Einstein's postulates; consequences for simultaneity, time dilation, length contraction, and clock synchronization; Lorentz transformation; relativistic effects and paradoxes; Minkowski diagrams; invariants and four-vectors; momentum, energy, and mass; particle collisions. Relativity and electricity; Coulomb's law; magnetic fields. Brief introduction to Newtonian cosmology. Introduction to some concepts of general relativity; principle of equivalence. The Schwarzchild metric; gravitational red shift; particle and light trajectories; geodesics; Shapiro delay.

8.03 - Physics III

Mechanical vibrations and waves; simple harmonic motion, superposition, forced vibrations and resonance, coupled oscillations, and normal modes; vibrations of continuous systems; reflection and refraction; phase and group velocity. Optics; wave solutions to Maxwell's equations; polarization; Snell's Law, interference, Huygens's principle, Fraunhofer diffraction, and gratings.

8.223 - Classical Mechanics II

A broad, theoretical treatment of classical mechanics, useful in its own right for treating complex dynamical problems, but essential to understanding the foundations of quantum mechanics and statistical physics. Generalized coordinates, Lagrangian and Hamiltonian formulations, canonical transformations, and Poisson brackets.
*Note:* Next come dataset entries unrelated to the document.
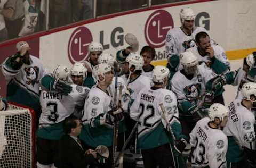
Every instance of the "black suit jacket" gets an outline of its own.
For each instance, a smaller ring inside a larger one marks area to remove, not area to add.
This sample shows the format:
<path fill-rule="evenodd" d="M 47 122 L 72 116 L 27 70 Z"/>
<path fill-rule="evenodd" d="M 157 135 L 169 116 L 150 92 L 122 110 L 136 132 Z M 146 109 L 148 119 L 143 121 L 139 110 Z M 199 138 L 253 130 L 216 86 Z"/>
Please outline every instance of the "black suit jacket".
<path fill-rule="evenodd" d="M 84 155 L 84 149 L 69 135 L 61 138 L 58 148 L 58 168 L 85 168 L 97 162 L 92 155 Z"/>

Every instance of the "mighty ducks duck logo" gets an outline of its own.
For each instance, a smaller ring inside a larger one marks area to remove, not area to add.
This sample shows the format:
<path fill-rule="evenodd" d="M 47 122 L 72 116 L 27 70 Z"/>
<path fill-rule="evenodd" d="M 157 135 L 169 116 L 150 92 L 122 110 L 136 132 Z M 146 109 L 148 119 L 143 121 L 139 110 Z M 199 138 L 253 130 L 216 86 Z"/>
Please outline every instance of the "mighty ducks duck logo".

Applications to continuous media. The relativistic Lagrangian and Maxwell's equations.

8.02 - Physics II

Introduction to electromagnetism and electrostatics: electric charge, Coulomb's law, electric structure of matter; conductors and dielectrics. Concepts of electrostatic field and potential, electrostatic energy. Electric currents, magnetic fields and Ampere's law. Magnetic materials. Time-varying fields and Faraday's law of induction. Basic electric circuits. Electromagnetic waves and Maxwell's equations. Subject taught using the TEAL (Technology Enabled Active Learning) studio format which utilizes small group interaction and current technology to help students develop intuition about, and conceptual models of, physical phenomena.

18.03 - Differential Equations

Study of differential equations, including modeling physical systems. Solution of first-order ODEs by analytical, graphical, and numerical methods. Linear ODEs with constant coefficients. Complex numbers and exponentials. Inhomogeneous equations: polynomial, sinusoidal, and exponential inputs. Oscillations, damping, resonance. Fourier series. Matrices, eigenvalues, eigenvectors, diagonalization. First order linear systems: normal modes, matrix exponentials, variation of parameters. Heat equation, wave equation. Nonlinear autonomous systems: critical point analysis, phase plane diagrams.